Qualcomm cut its full-year earnings estimate because of the fine, which it said would cost it about 58 cents per share, but it raised the lower end of its revenue forecast slightly.
Investors welcomed the end of the drawn-out investigation, sending Qualcomm’s shares up 1.6 percent to $68.18 in after-hours trading.
“It removes a significant source of uncertainly from our business and really positions our licensing group to really participate in the full growth of the wireless market in China,” Qualcomm Chief Executive Officer Steve Mollenkopf told Reuters in a phone interview. “It’s something we’re happy is over.”
Discussions in Beijing over one of the most contentious cases under China’s 2008 anti-monopoly law had intensified in recent weeks, culminating in meetings between Qualcomm senior executives and National Development and Reform Commission officials on Friday.
Under the terms of the agreement, Qualcomm will not dispute China’s finding that it violated the country’s anti-monopoly law, and it will offer licenses to its current 3G and 4G essential Chinese patents – widely used by Chinese device makers – separately from other patents.

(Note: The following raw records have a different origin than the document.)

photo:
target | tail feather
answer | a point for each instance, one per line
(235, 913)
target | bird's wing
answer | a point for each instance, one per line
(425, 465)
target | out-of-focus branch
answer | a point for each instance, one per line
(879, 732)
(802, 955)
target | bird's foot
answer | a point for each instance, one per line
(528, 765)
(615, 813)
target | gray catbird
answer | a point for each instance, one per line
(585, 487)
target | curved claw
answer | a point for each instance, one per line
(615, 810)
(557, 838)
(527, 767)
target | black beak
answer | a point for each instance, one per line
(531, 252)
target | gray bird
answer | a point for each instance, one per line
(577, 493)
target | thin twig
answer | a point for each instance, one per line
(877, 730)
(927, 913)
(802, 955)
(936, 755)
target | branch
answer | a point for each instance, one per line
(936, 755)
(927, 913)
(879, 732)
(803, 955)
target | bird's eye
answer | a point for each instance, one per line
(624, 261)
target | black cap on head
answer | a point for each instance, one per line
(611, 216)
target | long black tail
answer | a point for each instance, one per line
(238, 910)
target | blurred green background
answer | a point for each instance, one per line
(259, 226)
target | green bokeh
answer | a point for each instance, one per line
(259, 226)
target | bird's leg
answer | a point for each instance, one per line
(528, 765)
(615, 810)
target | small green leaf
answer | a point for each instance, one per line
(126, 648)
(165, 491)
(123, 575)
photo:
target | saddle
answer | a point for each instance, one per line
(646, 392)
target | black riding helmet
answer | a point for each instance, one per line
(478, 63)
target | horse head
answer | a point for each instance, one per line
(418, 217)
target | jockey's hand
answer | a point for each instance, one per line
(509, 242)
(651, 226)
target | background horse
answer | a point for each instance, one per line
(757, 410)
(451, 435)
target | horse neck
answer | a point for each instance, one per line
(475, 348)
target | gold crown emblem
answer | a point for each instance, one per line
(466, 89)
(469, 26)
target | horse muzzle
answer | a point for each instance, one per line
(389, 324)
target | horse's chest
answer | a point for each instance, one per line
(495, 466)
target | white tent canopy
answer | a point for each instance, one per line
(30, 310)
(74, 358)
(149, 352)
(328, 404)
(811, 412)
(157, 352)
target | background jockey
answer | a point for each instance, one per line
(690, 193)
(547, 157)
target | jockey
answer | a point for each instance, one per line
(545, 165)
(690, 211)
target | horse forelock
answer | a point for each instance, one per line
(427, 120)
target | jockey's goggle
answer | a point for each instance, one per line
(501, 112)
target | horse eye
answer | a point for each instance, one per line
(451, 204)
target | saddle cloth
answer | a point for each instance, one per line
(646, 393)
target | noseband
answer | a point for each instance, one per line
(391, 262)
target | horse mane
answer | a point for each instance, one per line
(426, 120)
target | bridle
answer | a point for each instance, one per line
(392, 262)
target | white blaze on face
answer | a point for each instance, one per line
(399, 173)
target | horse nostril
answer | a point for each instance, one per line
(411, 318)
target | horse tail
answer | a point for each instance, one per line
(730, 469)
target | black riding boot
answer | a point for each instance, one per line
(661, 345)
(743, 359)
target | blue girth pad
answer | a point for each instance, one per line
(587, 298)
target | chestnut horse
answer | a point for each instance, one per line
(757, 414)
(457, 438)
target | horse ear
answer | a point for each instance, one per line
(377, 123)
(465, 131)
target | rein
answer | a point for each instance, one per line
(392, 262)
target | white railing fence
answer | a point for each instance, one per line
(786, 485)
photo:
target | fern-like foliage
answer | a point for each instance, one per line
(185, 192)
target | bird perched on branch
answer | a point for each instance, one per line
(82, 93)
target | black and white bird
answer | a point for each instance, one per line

As a result of the fine, Qualcomm said it now expects full-year earnings per share of between $3.56 and $3.76 for fiscal 2015, compared with its prior forecast of $4.04 to $4.34.
It raised its fiscal 2015 revenue forecast to a range of $26.3 billion to $28 billion, slightly raising the lower end of its last forecast of $26 billion to $28 billion.
Excluding the cost of the fine and other one-time items, Qualcomm forecast earnings of $4.85 to $5.05 per share, raising the lower end of its previous forecast of $4.75 to $5.05. On that basis, analysts had expected $4.96 per share, on average, according to Thomson Reuters I/B/E/S.